Sletvold (Citation2014), in “The Embodied Analyst”, outlines an unusual sequence of psychoanalytic training practiced in the Character Analytic Institute: students engage in two years of specialized body training along with traditional classes. When I described this approach to the members of my study group, senior analysts thought it sounded odd and “un-analytic.” I think Freud’s disciples steered away from the body, partly because the educated class over-valued intellect, partly because they didn’t understand the link between mind and body, and partly because they were afraid of the boundary violations that were occurring between therapist and patient. Now, in 2020, we need to include the body more directly in our work, both through recommending engagement with the body outside of sessions – and by asking the patient to report on her visceral responses – and by using it deliberately during sessions. This could include asking the patient to practice a breathing exercise if she is overwhelmed with anxiety. Or it could include initiating some other action or exercise that might on the surface seem alien to our traditional training.

It is worth emphasizing here Ken Frank’s point regarding the reluctance of analytically trained therapists to try these techniques (see Kenneth Frank, this issue). For one, the analytic enterprise may still attract practitioners more inclined toward the mind than the body. Even though contemporary culture has moved us toward the integration of the two, the analytic tradition cautions us against action, especially if outside the verbal sphere, and this caution may serve as an impediment. Moreover, analysts have honed their craft over many hours of supervised casework, and are reasonably apprehensive about importing techniques that are beyond their expertise. Because there is potential benefit for analysts to weave these techniques into the treatment rather than referring the patient to a colleague – both for practical reasons and for eventual dynamic exploration, as Jill Bresler points out – it behooves us to become proficient in at least some of them. The challenge is for us to keep expanding, while also knowing when to refer patients to colleagues for adjunctive treatments.

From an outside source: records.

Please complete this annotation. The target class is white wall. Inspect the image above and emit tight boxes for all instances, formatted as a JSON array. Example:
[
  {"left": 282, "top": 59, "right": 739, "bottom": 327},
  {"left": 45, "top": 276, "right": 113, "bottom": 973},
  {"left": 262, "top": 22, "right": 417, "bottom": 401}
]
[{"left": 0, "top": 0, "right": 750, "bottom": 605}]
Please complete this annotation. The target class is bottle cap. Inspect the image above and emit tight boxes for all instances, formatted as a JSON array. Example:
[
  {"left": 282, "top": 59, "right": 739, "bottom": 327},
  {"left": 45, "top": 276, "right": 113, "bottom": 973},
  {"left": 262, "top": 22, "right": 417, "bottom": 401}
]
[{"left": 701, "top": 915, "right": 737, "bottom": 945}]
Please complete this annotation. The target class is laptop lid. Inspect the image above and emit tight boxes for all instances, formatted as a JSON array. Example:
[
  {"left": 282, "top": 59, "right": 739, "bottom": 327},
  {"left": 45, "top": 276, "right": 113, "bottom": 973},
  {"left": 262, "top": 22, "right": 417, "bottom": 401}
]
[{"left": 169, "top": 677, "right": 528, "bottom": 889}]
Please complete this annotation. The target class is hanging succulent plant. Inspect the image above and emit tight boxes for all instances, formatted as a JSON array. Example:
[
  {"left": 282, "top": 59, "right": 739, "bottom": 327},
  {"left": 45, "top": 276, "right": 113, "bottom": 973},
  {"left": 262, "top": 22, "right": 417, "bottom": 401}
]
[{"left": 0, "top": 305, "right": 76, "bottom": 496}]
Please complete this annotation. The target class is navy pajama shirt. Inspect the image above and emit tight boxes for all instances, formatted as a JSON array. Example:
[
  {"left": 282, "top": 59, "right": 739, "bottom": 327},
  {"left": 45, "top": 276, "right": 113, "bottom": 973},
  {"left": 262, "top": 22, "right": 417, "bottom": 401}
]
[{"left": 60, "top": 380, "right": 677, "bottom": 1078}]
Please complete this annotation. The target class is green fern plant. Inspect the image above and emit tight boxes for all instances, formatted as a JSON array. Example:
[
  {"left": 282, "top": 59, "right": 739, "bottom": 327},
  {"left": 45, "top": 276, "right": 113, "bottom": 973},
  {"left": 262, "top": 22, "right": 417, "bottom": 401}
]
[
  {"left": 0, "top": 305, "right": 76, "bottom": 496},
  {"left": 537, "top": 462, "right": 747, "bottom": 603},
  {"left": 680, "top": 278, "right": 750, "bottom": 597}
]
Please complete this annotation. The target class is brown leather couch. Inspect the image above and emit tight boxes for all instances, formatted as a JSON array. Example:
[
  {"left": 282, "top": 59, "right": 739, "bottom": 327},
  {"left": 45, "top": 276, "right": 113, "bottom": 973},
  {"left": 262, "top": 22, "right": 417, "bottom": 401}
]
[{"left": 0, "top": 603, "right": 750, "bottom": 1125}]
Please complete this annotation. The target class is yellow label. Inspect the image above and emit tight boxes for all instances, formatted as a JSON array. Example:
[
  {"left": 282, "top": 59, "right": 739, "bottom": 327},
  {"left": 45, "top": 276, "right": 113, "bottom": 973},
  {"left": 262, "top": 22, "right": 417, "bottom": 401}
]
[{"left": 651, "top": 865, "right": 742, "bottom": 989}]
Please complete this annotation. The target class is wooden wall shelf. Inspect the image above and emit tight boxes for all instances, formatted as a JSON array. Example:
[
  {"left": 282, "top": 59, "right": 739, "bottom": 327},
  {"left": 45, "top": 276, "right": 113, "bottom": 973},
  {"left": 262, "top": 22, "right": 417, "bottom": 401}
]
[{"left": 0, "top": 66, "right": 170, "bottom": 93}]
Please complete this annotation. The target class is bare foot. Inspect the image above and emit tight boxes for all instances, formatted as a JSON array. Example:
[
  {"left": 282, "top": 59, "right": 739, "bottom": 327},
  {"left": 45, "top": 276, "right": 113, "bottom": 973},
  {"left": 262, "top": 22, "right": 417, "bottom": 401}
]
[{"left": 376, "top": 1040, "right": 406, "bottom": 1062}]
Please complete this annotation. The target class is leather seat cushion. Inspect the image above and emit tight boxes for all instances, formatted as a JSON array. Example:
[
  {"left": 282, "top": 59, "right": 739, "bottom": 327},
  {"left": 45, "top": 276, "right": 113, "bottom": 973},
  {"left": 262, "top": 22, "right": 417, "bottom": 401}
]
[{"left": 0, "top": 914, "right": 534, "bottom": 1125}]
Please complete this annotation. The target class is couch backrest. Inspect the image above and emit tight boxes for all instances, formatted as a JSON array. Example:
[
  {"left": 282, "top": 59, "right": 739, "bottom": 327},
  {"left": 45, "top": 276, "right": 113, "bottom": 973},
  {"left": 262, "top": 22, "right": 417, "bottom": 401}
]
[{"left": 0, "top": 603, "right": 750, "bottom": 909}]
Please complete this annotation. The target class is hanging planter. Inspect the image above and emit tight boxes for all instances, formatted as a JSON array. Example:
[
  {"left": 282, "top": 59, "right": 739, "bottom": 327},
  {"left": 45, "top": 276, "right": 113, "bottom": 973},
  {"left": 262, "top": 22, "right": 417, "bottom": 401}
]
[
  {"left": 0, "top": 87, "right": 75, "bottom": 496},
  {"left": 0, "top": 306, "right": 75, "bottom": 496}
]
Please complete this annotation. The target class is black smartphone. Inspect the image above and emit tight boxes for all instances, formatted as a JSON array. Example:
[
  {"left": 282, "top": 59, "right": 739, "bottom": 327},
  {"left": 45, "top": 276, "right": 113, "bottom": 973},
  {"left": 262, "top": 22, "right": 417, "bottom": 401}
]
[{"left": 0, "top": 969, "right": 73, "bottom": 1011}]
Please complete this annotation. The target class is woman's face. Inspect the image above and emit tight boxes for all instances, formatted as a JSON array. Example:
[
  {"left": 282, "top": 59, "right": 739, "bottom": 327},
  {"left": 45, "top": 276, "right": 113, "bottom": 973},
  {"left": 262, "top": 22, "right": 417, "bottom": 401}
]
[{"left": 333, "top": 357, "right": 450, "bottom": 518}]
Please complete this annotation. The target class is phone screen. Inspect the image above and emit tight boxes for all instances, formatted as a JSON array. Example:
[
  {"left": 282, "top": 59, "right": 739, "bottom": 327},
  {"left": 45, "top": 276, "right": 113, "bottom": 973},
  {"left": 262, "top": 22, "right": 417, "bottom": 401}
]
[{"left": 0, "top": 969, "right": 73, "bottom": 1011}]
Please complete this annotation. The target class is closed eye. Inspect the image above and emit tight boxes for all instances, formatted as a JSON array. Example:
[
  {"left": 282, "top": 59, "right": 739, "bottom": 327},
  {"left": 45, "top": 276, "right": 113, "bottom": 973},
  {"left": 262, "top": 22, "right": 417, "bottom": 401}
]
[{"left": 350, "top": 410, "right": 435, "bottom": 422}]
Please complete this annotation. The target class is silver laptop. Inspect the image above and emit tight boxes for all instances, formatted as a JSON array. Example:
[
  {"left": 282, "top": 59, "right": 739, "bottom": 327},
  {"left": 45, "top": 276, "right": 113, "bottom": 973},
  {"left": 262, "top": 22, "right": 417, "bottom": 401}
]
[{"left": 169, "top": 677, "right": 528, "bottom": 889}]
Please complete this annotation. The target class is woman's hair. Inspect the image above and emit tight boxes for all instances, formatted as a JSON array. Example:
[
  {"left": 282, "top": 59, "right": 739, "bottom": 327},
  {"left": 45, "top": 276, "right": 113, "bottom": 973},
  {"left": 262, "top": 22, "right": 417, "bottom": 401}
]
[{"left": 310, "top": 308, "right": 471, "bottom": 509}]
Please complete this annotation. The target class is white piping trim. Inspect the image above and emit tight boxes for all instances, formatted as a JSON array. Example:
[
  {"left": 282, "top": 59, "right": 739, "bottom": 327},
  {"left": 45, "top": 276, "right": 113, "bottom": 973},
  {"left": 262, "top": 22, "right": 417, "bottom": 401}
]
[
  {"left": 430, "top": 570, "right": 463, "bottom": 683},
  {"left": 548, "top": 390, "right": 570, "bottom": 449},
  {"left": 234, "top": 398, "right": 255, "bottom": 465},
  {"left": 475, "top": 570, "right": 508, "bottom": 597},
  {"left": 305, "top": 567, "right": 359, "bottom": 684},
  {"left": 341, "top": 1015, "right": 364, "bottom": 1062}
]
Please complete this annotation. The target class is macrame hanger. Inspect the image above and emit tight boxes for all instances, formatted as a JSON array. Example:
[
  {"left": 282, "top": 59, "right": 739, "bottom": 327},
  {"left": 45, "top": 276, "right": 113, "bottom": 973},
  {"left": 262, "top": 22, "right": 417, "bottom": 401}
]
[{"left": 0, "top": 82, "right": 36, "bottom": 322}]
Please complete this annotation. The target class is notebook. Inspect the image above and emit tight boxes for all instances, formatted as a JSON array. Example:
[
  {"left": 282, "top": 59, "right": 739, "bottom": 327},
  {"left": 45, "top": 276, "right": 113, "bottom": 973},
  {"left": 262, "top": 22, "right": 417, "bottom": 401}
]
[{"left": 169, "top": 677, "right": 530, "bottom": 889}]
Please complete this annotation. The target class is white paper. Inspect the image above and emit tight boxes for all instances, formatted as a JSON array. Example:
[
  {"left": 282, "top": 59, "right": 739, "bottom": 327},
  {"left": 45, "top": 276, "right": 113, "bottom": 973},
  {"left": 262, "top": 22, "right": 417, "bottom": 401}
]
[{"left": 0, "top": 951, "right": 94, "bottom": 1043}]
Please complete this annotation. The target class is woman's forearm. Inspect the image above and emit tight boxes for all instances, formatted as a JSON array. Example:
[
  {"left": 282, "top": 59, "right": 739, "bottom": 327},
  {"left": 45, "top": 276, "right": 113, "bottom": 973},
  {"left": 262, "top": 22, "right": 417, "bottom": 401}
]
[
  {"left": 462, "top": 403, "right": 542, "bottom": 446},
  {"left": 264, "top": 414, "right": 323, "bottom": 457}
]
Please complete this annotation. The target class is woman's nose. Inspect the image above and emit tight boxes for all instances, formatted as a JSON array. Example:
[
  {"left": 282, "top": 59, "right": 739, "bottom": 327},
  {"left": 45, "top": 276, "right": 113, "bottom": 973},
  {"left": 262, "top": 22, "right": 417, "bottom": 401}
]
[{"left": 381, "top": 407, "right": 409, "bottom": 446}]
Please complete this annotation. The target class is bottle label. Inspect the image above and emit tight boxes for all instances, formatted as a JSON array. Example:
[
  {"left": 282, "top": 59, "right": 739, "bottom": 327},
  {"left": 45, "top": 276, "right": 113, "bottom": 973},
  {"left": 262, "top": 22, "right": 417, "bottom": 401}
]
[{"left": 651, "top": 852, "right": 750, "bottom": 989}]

I would like to conclude by flagging the deleterious consequences of developmental trauma. We know about the obvious sources: parental abandonment/illness, neglect, and physical/sexual abuse. The more subtle ones are sometimes overlooked: maternal depression, temperamental misattunement between child and caretaker, psychological abuse at the hands of a sibling, cultural dislocations, to name a few. The more familiar we are with these ubiquitous circumstances, the more likely we are to appreciate them even if minimized by the patient. And the more prepared we are with a wealth of tools at our disposal, the more likely we are to offer what is needed at just the right time.

Andrew I. Smolar, M.D.

Issue Editor

References

  • Lyons-Ruth, K., Dutra, L., Schuder, M., & Bianchi, I. (2006). From infant attachment disorganization to adult dissociation: Relational adaptations or traumatic experiences? Psychiatric Clinics of North America, 29(1), 63–86. https://doi.org/10.1016/j.psc.2005.10.011
  • Sletvold, J. (2014). The embodied analyst: From Freud and Reich to relationality. Routledge, Taylor and Francis Group.
  • Van der Kolk, B. (2014). The body keeps the score: Brain, mind, and body in the healing of trauma. Viking Penguin Books.